Tuesday, 18 September 2012

The home schoolers go indigenous with the Caribbean Indigenous Arts and Crafts Museum on St. Croix!

Today, we had the pleasure of going on a field trip to the Caribbean Indigenous Arts and Crafts Museum at Cane Bay! Whew, what a mouthful! This trip, although open to all ages, ended up being all elementary kids. There were three girls and three boys - what a great group they were too!

The kids arrived and were instantly captivated by Kelly the Parrot who sand Happy Birthday, Twinkle Twinkle Little Star, some opera, and cried like a baby!  She was really cute and hates to not be the center of attention.  Anyway, after talking and interacting with Kelly, they all went over to the open air picnic area and took their seats.

The children learned all sorts of fascinating things about Tainos.
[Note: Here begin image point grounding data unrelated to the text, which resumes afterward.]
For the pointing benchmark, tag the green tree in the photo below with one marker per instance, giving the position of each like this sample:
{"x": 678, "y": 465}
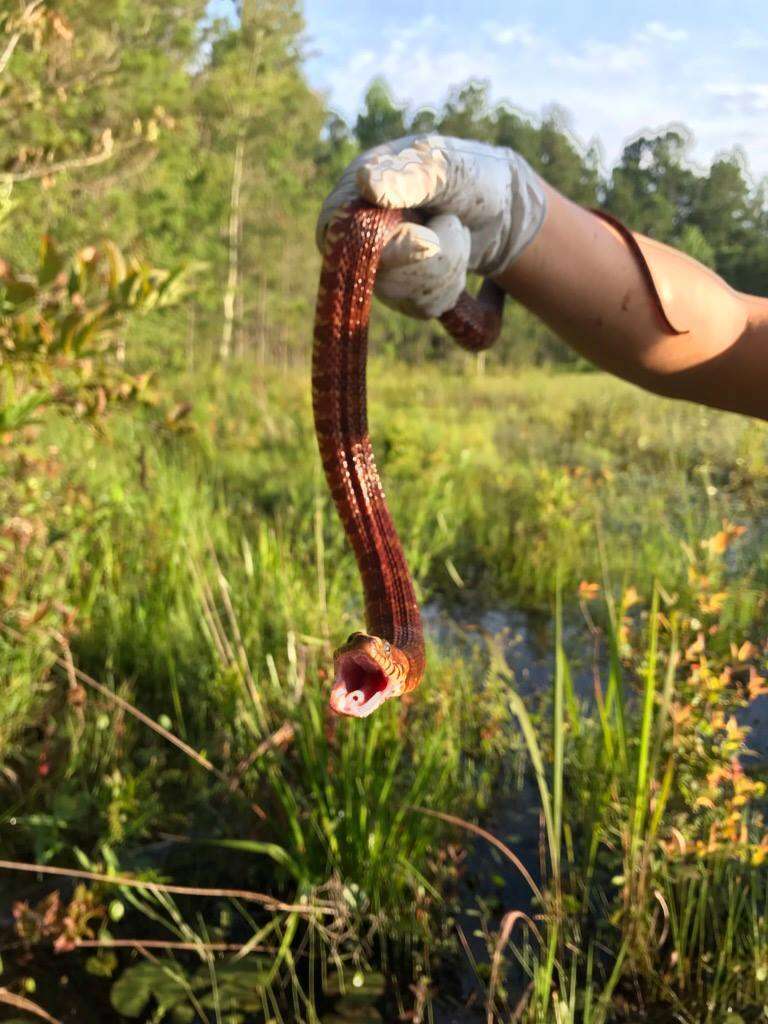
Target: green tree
{"x": 381, "y": 119}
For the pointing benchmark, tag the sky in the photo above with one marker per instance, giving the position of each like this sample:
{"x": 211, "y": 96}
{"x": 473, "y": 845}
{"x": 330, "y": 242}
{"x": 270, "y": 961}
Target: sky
{"x": 617, "y": 68}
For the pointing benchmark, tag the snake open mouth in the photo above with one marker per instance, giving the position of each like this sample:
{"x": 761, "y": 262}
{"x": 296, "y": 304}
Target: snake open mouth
{"x": 360, "y": 685}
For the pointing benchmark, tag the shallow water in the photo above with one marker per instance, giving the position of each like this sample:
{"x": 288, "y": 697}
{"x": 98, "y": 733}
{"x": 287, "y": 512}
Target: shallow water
{"x": 528, "y": 641}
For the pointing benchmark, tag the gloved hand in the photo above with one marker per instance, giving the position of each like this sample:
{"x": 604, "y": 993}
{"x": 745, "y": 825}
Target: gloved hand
{"x": 483, "y": 205}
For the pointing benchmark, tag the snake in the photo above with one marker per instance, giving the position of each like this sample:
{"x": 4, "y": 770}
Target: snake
{"x": 387, "y": 659}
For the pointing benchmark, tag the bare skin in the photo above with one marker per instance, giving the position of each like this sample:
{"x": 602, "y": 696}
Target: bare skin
{"x": 580, "y": 276}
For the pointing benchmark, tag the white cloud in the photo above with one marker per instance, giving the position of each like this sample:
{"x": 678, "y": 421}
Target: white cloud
{"x": 508, "y": 35}
{"x": 658, "y": 32}
{"x": 740, "y": 98}
{"x": 595, "y": 57}
{"x": 612, "y": 88}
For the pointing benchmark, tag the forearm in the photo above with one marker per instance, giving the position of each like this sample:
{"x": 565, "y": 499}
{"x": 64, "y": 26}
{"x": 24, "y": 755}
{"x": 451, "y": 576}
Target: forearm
{"x": 581, "y": 278}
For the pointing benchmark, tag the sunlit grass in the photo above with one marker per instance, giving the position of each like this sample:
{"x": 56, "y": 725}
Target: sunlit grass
{"x": 199, "y": 569}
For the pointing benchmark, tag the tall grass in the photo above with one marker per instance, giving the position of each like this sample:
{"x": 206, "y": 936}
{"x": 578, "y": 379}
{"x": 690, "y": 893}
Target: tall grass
{"x": 198, "y": 569}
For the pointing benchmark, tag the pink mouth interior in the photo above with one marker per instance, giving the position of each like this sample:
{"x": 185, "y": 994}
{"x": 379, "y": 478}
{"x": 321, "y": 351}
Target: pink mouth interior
{"x": 358, "y": 680}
Tainos were the indigenous people who lived here on St. Croix from PreColumbian times up until shortly after Columbus "discovered" the Virgin Islands.  They were one of the most populous groups of Native peoples in the Caribbean. They farmed, hunted, gathered, and created beautiful works of art.  It is thought that their farming techniques were so far advanced that they only had to dedicate 2 hours a week to gardening. They produced such food stuff as pineapples, cassava(or yucca), peanuts, and sweet potatoes. They also grew cotton. Apparently when Columbus came by he noted, as did other explorers, that the island of St. Croix was heavily terraced and farmed with cotton plants.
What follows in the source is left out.